Hello! Today we have a guest post on an amazing debt payoff story. If you’re interested in learning how to become debt free and earn 7 figures, our guest Jon Dulin at compoundingpennies tells you exactly how he did that. Enjoy!
Is money a stress in your life? Are you tired of never having money to do anything?
Are you tired of getting the mail, for fear that another bill is coming due?
Do you want to have more money, but you don’t know how to do it?
I was in your shoes and now I am enjoying life to the fullest.
A little more than 10 years ago I was broke. I was more than broke actually. I was in credit card debt to the tune of $10,000.
I was determined to get out, only to fall back in. This cycle unfortunately repeated itself 2 more times until I was finally able to break free.
But once I broke free, I started to make smarter choices with my money and slowly but surely, my wealth grew.
Today, I have a net worth that is closing in on 7-figures.
How did I do it? I am going to outline my process here.

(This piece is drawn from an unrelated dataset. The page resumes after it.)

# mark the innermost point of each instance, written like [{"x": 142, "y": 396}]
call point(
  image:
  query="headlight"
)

One word of caution before we start. If you are looking for a solution that will rid you of your debt overnight so that you will be rolling in the benjamins by the weekend, this isn’t for you.

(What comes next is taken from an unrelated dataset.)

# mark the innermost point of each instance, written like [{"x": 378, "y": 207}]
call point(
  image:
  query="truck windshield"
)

I take that back. This is for you. This is for you because you need to know that changing your finances around overnight is not possible.

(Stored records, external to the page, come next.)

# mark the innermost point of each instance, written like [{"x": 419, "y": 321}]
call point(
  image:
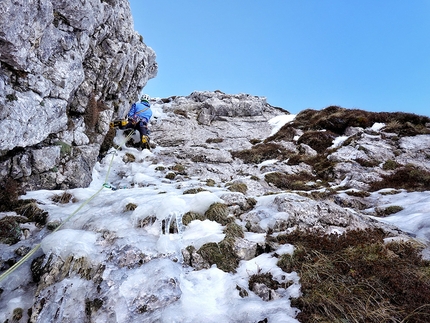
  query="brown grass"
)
[
  {"x": 337, "y": 119},
  {"x": 290, "y": 181},
  {"x": 409, "y": 177},
  {"x": 355, "y": 277},
  {"x": 318, "y": 140},
  {"x": 261, "y": 152}
]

It takes time and work. I know you probably didn’t want to hear that, but it’s the truth. There is no get rich quick scheme out there.
I know because I tried many of them and ended up in the same, if not worse, financial shape.
With that being said, keep reading to learn the process that actually works.
#1. Get To The Root Of Your Issues
Before you can make any progress towards building wealth, you need to understand why you aren’t good with money.
If you’re in debt, you need to know why. Chances are you don’t have a spending problem. You have a deeper issue.
For me it was depression. Once I admitted this to myself and got help, I was able to get out of debt.
If you aren’t in debt, you still need to understand why you aren’t good with money. Maybe you try to impress others and buy things you can’t afford. Or maybe you just don’t think through your purchases at first.
Whatever the issue is, you need to get to the root cause, address it and deal with it. In some cases, this will take an emotional toll on you. This is what happened when I admitted I was depressed and got help.
But as much of an emotional roller coaster it was, I would do it all over again in a heartbeat because it laid the foundation for changing how I handled money.
#2. Figure Out What You Value
Your next step is to understand what you value in life. Too many of us ignore what we value and just buy things thinking the items make us happy.
Just take a minute and think about how many times you bought something and then later regretted it. This is you buying something that didn’t align with your values.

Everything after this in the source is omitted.